The Inception network combine results for all the different filter sizes. This results in a layer with a very large channel size, and hence the 1×1 convolution comes into play here to reduce the channel dimension.
This was probably the most interesting section because it dealt with object detection. The main concepts here are:
- Sliding windows of various sizes to determine if an object is detected or not.
- Bounding boxes determined by the network to outline an object.
- Intersection over Union (IOU) calculations and non-max suppression to determine the best anchor box and ways to de-duplicate boxes that detect the same object
- Anchor boxes – boxes of various dimensions that are related to the objects you want to detect.
- YOLO Algorithm – You only look once algorithm that quickly performs object detection. I confirmed with a Waymo engineer at the NIPS 2017 conference that the company has more advanced algorithms than YOLO, but all other concepts are still relevant.

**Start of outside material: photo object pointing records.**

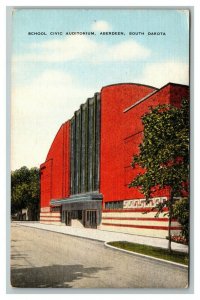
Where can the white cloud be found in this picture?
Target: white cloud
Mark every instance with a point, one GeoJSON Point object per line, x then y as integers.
{"type": "Point", "coordinates": [66, 49]}
{"type": "Point", "coordinates": [159, 74]}
{"type": "Point", "coordinates": [128, 50]}
{"type": "Point", "coordinates": [82, 48]}
{"type": "Point", "coordinates": [101, 26]}
{"type": "Point", "coordinates": [38, 110]}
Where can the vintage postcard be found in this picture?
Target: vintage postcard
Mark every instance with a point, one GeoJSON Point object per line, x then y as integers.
{"type": "Point", "coordinates": [100, 148]}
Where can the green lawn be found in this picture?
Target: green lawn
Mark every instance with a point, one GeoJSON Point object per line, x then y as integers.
{"type": "Point", "coordinates": [174, 256]}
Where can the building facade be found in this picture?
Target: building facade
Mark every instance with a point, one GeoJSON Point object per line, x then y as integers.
{"type": "Point", "coordinates": [85, 178]}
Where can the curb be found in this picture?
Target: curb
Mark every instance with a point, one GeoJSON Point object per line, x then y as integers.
{"type": "Point", "coordinates": [146, 256]}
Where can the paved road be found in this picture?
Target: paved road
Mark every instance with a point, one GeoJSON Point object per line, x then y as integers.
{"type": "Point", "coordinates": [46, 259]}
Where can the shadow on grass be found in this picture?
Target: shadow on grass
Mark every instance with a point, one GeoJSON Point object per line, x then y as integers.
{"type": "Point", "coordinates": [55, 276]}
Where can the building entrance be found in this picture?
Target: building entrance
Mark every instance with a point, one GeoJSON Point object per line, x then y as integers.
{"type": "Point", "coordinates": [68, 218]}
{"type": "Point", "coordinates": [91, 218]}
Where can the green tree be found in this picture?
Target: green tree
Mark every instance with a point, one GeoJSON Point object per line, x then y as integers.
{"type": "Point", "coordinates": [164, 155]}
{"type": "Point", "coordinates": [182, 214]}
{"type": "Point", "coordinates": [25, 191]}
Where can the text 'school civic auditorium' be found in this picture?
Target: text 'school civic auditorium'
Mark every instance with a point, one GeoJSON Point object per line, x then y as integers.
{"type": "Point", "coordinates": [84, 180]}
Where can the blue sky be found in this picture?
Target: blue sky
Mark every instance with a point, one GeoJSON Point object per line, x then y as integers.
{"type": "Point", "coordinates": [53, 75]}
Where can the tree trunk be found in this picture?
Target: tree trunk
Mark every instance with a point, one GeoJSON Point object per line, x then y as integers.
{"type": "Point", "coordinates": [170, 221]}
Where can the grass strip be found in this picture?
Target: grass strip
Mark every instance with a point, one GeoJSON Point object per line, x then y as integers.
{"type": "Point", "coordinates": [175, 256]}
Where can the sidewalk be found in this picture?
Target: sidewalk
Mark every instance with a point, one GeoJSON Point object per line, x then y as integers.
{"type": "Point", "coordinates": [105, 236]}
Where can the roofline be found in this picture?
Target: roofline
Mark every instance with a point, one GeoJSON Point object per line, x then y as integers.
{"type": "Point", "coordinates": [151, 94]}
{"type": "Point", "coordinates": [128, 83]}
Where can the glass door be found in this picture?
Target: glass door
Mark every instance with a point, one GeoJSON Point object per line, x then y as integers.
{"type": "Point", "coordinates": [91, 218]}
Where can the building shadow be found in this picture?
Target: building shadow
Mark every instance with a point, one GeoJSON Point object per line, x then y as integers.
{"type": "Point", "coordinates": [55, 276]}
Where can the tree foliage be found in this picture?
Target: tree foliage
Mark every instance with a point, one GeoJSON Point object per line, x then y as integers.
{"type": "Point", "coordinates": [164, 153]}
{"type": "Point", "coordinates": [181, 213]}
{"type": "Point", "coordinates": [25, 190]}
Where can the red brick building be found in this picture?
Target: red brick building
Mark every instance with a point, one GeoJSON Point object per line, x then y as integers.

Face verification vs face recognition
Face recognition problems have the issue of not having enough data to train for a traditional CNN. In addition, you have what is called a one-shot learning problem, which is the problem of performing recognition based on one single image. So how is this problem solved?
For Face recognition, you train two networks (a siamese network, which are two CNNs with the same parameters) to encode faces into a n-vector. Then use a difference function d(img1, img2) that will say yes or no based on the similarity of the two encodings. How is this network trained, and what is the objective function?
The objective function used to train a siamese network is called a triplet loss, which utilizes an anchor image, a positive (similar) image, and a negative (dissimilar) image
Neural Style Transfer
- Calculate similarity scores between activations in a certain layer as a way to keep track of style. You can also extend this to activations between layers.
- Apply similarity scores to generated image to transfer style.
- Instead of updating weights, it updates the pixels
- Each iteration generates a better representation of the style over the new content than previous generations
Deeplearning.ai’s course on CNNs is a good overview of the concepts and use cases around the Convolutional Neural Network. The explanations were clear, concise, and except for a grading hiccup in one of the programming exercises, the quizzes and assignments definitely helped with reinforcing the ideas in the lessons. I’m definitely looking forward to taking the fifth installment of the series – Sequence Models – which is starting Dec 18th.